Algunos informes son muy completos y contienen información pertinente, otros tienen unas fotos maravillosas y un diseño que quita el aliento y la mayoría se encuentran en la mitad del camino, quisieran informar pero en realidad no saben cómo y, total para qué, si nadie lo lee.

Un elemento fundamental sería, más que obligar a ser socialmente responsable, obligar a que la empresa que lo sea, y que así lo comunique, lo tenga que informar (como en el caso del Reino Unido) bajo ciertos parámetros y que además se pueda verificar. Para esto es necesario definir unos indicadores aceptados ampliamente y unas instituciones sólidas que verifiquen.

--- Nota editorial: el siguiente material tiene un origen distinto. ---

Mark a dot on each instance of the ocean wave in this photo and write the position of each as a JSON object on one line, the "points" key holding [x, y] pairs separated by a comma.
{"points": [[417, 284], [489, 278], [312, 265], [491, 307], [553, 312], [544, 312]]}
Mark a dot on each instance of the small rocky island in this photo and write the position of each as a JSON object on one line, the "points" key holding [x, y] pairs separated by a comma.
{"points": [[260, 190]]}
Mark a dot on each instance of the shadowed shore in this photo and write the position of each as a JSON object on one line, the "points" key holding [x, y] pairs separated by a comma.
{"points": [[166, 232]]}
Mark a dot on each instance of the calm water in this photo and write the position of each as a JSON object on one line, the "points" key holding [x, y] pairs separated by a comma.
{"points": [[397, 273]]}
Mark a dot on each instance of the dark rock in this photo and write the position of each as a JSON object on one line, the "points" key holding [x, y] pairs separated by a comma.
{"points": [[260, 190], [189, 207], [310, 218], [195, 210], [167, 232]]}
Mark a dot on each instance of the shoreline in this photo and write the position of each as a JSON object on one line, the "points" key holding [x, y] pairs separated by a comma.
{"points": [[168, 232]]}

En la medida que existan instituciones que puedan asegurar la veracidad de los informes y sea posible apreciar tanto el comportamiento responsable como el irresponsable de las empresas, mayores serán los incentivos, o penalizaciones, hacia este comportamiento. Lamentablemente estas instituciones existen en algunos países desarrollados pero aun en estos casos, sólo siguen a las empresas de mayor tamaño.

En países en vías de desarrollo esto sigue siendo una asignatura muy pendiente.

  • LA SOCIEDAD CIVIL. No es un elemento aislado si no que los consumidores, los trabajadores y otros muchos colectivos de apoyo a los ciudadanos están recogidos dentro de esta gran categoría. Se trata de un actor muy relevante puesto que es la voz de la sociedad. Su papel en la creación de mercados más responsables pasa por tener un papel activo en la comunicación de las expectativas de los ciudadanos hacia las empresas.

No se trata sólo de denunciar si no también de dar a conocer los casos favorables y averiguar las claves del éxito para poder ayudar a las empresas a replicarlas y contribuir a una sociedad mejor.

Esto incluye muy particularmente a los medios de comunicación. La responsabilidad de éstos en el comportamiento empresarial es vital. Tienen la responsabilidad de destacar tanto casos positivos como negativos y de informar a la opinión pública para que estén en mejores condiciones de tomar sus decisiones de compra, de empleo, de inversión, etc..

  • ESTRUCTURA DEL MERCADO. Existen otros elementos que influyen como es la estructura del mercado, si hay un mayor o menor grado de competencia y el grado de apertura de una economía; pero están estrechamente relacionados con todo lo que hemos mencionado hasta ahora.

Parece lógico pensar que cuanta mayor competencia exista mayores posibilidades de un sector privado responsable, siempre y cuando el resto que hace que el mercado sea responsable funcione. También el grado de presencia en los mercados exteriores influye, siempre y cuando los mercados exteriores demanden responsabilidad en la fabricación y procesos y no se utilice como una barrera no arancelaria.

  • COMPROMISO PERSONAL. Existe espacio en el mercado para el comportamiento empresarial responsable pero sin duda es necesario que algunos aspectos cambien para que sea un mercado responsable.

Por supuesto que para que una empresa sea responsable la gerencia debe estar convencida de su capacidad de crear valor para la empresa y valor social y ambiental.

Con esto volvemos al asunto de la responsabilidad individual, los gerentes, los empleados, los inversores, los consumidores, los ciudadanos, los miembros del gobierno… son individuos que toman decisiones y que realizan acciones de forma individual.

El conjunto de éstas es lo que forma el «mercado», pero no podemos hablar del sistema, de las corporaciones, de los mercados de manera abstracta como si no se pudiera hacer nada al respecto y que no tiene nada que ver con nosotros, porque al final también es cuestión de responsabilidad social personal.

Resumiendo, si bien la responsabilidad social de la empresa se postula como una decisión estratégica, depende en gran medida de la existencia de unos elementos en el mercado que la apoyen y de un conjunto de actores, que a través de sus decisiones influyan en el comportamiento de la empresa. En la medida que este mercado responsable esté más desarrollado, más responsables serán las empresas y comenzará un círculo virtuoso.

Sin duda, la responsabilidad empresarial necesita un mercado responsable.